Internally, the al Qaeda affiliate remains split on how fast to establish the emirate. In the end, developments on the battlefield may play a role in determining the outcome of these debates.

While a renewed cease-fire would likely spoil al Qaeda’s plans, a steady escalation of hostilities could potentially provoke a level of desperation within opposition ranks that may provide space for some limited level of grudging acceptance of the emirate. A rejuvenated version of the “Army of Conquest,” a rebel coalition including Nusra Front, now looks set to emerge in Idlib and Aleppo, as a consequence of the discussions initiated by the al Qaeda affiliate in January. This development indicates that some Syrians have already begun to tighten their cooperative bonds with Nusra Front, albeit out of a perceived military — and not ideological — necessity.

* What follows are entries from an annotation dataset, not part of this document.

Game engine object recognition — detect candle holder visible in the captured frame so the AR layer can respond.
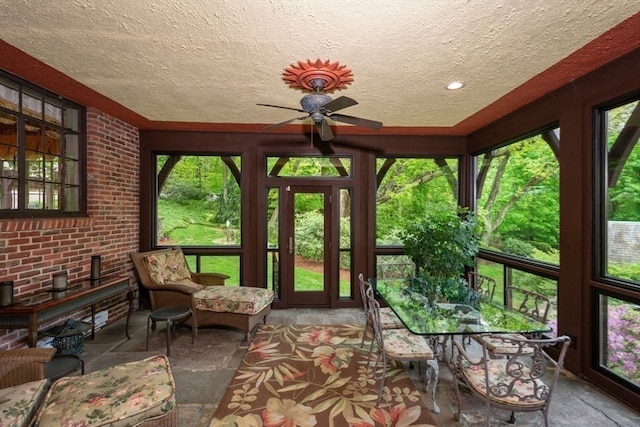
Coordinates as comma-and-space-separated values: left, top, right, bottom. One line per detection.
52, 271, 68, 291
0, 280, 13, 307
91, 255, 100, 283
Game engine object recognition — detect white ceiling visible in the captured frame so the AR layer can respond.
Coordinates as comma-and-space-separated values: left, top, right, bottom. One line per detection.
0, 0, 640, 132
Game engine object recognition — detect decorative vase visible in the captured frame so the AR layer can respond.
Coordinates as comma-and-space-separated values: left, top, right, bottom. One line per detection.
52, 270, 67, 291
91, 255, 100, 283
0, 280, 13, 307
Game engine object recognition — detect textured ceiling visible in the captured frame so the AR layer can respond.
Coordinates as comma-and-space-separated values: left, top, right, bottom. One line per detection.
0, 0, 640, 134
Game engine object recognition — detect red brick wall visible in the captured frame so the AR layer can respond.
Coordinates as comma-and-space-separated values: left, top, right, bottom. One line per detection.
0, 108, 139, 349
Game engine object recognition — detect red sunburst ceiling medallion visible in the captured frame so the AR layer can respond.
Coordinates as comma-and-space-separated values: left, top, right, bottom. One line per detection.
282, 59, 353, 90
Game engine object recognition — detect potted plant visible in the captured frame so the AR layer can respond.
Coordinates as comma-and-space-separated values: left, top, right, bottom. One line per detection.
400, 208, 478, 303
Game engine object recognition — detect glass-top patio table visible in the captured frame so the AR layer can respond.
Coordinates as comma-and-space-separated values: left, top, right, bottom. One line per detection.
369, 278, 551, 335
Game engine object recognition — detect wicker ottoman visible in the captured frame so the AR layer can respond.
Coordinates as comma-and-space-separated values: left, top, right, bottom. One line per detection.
35, 355, 178, 427
0, 380, 47, 427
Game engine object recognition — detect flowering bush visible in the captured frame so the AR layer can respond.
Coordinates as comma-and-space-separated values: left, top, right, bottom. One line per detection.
607, 304, 640, 385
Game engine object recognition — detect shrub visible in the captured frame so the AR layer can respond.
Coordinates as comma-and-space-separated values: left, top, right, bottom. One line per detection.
607, 304, 640, 384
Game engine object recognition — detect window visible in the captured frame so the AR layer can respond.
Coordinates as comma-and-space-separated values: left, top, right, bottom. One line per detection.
475, 128, 560, 265
596, 100, 640, 283
376, 157, 458, 247
155, 154, 241, 285
0, 73, 86, 218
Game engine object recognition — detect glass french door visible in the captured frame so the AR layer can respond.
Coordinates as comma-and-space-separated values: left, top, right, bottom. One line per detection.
281, 186, 332, 307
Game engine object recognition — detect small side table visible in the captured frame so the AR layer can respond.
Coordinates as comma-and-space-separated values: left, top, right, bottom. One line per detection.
145, 305, 196, 356
44, 354, 84, 382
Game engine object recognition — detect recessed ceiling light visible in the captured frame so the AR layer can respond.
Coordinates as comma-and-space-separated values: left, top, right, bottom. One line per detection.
445, 80, 464, 90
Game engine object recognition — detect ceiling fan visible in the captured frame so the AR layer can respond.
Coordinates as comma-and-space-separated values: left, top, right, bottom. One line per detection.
258, 59, 382, 141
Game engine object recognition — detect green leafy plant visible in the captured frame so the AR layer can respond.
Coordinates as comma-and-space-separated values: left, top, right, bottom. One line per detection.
400, 208, 479, 302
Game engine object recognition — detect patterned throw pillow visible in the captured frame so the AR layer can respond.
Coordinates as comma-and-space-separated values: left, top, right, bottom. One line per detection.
142, 248, 191, 285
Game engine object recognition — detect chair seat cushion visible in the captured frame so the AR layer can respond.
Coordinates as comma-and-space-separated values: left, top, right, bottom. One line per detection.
380, 307, 404, 329
0, 380, 47, 427
462, 359, 548, 409
193, 286, 273, 315
36, 355, 176, 427
382, 329, 433, 360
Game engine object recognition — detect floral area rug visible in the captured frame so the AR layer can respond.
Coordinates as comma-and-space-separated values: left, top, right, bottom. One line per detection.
210, 325, 436, 427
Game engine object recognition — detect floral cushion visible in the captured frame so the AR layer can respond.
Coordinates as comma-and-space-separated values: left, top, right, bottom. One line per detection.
193, 286, 273, 314
142, 248, 193, 285
380, 307, 404, 329
0, 380, 47, 427
36, 355, 176, 427
382, 329, 433, 359
462, 359, 548, 407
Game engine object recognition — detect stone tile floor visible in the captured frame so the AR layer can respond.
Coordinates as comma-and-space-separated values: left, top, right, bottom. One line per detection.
81, 309, 640, 427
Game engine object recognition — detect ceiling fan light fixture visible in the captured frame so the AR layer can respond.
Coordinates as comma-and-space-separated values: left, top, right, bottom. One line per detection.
445, 80, 464, 90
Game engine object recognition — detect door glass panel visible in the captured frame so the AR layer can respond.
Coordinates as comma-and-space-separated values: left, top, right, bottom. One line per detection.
338, 188, 353, 298
267, 156, 351, 178
265, 188, 280, 298
293, 193, 325, 292
598, 295, 640, 386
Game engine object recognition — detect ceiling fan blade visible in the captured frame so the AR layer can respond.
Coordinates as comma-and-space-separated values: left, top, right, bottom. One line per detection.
256, 104, 306, 113
265, 116, 309, 129
327, 114, 382, 129
316, 120, 333, 141
322, 96, 358, 112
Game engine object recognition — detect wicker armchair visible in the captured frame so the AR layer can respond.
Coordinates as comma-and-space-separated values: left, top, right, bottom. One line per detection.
130, 248, 273, 341
0, 348, 56, 427
0, 348, 56, 388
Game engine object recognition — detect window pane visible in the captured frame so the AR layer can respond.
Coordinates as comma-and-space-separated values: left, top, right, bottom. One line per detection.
0, 77, 20, 111
602, 101, 640, 282
64, 134, 80, 160
0, 71, 85, 217
338, 188, 353, 298
185, 255, 240, 286
598, 295, 640, 386
22, 90, 42, 120
267, 156, 351, 178
64, 186, 80, 211
476, 128, 560, 264
44, 98, 62, 126
376, 157, 458, 246
0, 111, 18, 168
64, 107, 80, 132
265, 188, 280, 298
156, 155, 241, 246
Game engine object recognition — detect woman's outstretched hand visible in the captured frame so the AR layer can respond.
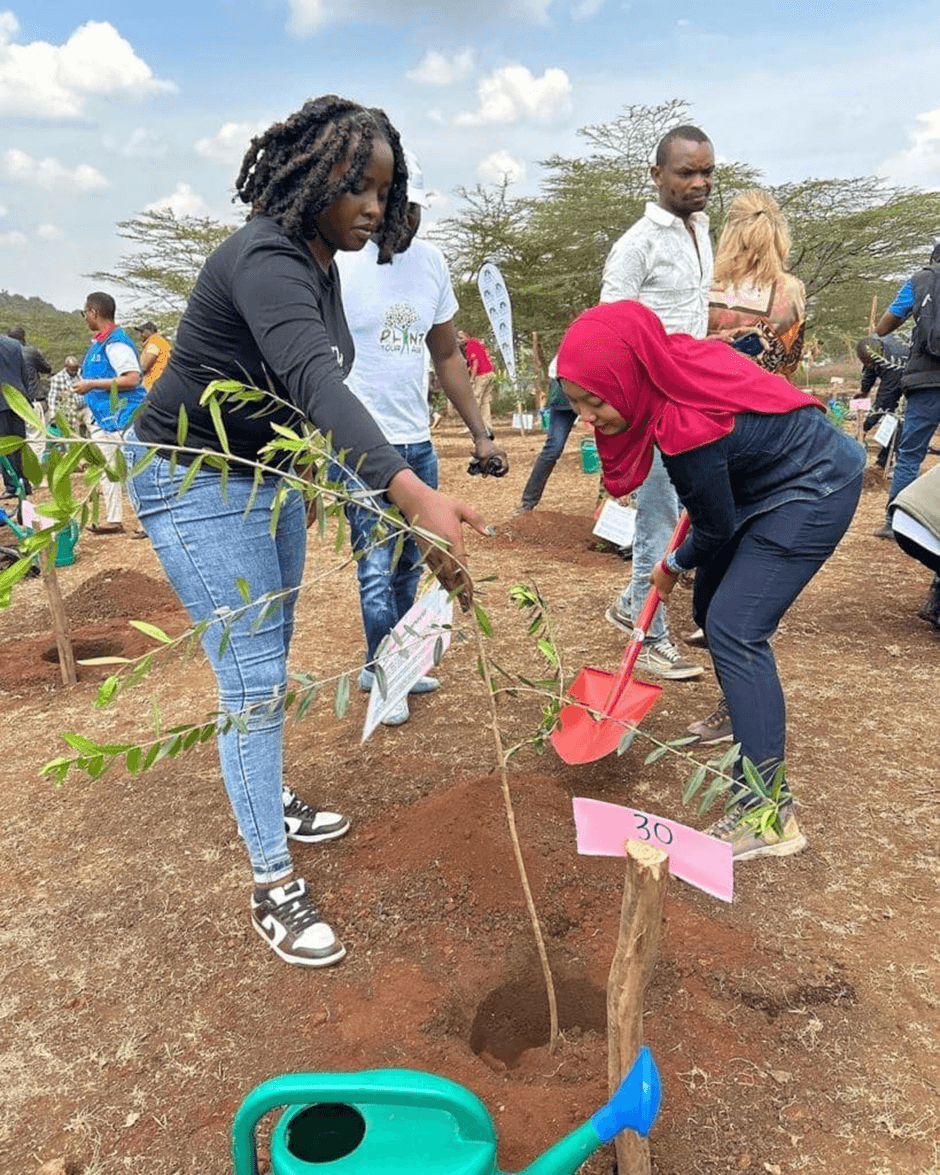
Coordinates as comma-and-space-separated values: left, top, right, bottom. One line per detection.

Given the resumption of fighting in Syria, and the corresponding rise in Nusra Front’s fortunes, the group will almost certainly follow through on its plans and establish an emirate in Idlib by the end of 2016. It is now up to the United States and its allies to determine which portion of Syria’s mainstream opposition is confident enough to resist such a move. The first step is acknowledging that the vast majority of Syria’s mainstream opposition rejects, in principle, the presence of an al Qaeda emirate in their country and the imposition of transnational jihadi objectives onto Syrian soil.

However, the West has not yet demonstrated its determination to provide sufficient support to the opposition so that it can offer a viable alternative to Nusra Front’s influence as a potential government in northern Syria. In the city of Maarat al-Numan, the 13th Division rebel group has been linked to local civil society bodies and a moderate judicial system headed up by several moderate Sunni sheikhs. However, these institutions weren’t powerful enough to effectively confront Nusra Front. And rather than offer significant help to one of its most prominent and popular Syrian “assets,” the United States simply stood by and watched silently as the 13th Division was attacked in Maarat al-Numan, and ultimately defeated, by al Qaeda.

There is still an opportunity to rescue some of this lost opportunity. However, it will require a substantial expansion of military, political, and financial assistance to a broad spectrum of Syria’s opposition. There are currently more than 50 separate FSA groups that have been vetted by the CIA, all of which operate in coordination with locally legitimate civil, political, and judicial bodies. In dramatically expanding its support, the West should embrace an “ink spot” strategy that empowers these opposition strands in tandem. The aim should be to establish a gradually expanding network of empowered, internationally backed, and genuinely influential opposition communities, whose individual successes empower the others and provide a barrier to al Qaeda influence.

If Western policymakers continue on their current course, however, al Qaeda will continue to advance along its path toward an emirate. Only by empowering local groups opposed to its transnational jihadi agenda can we avoid gifting northwestern Syria to al Qaeda on a silver platter.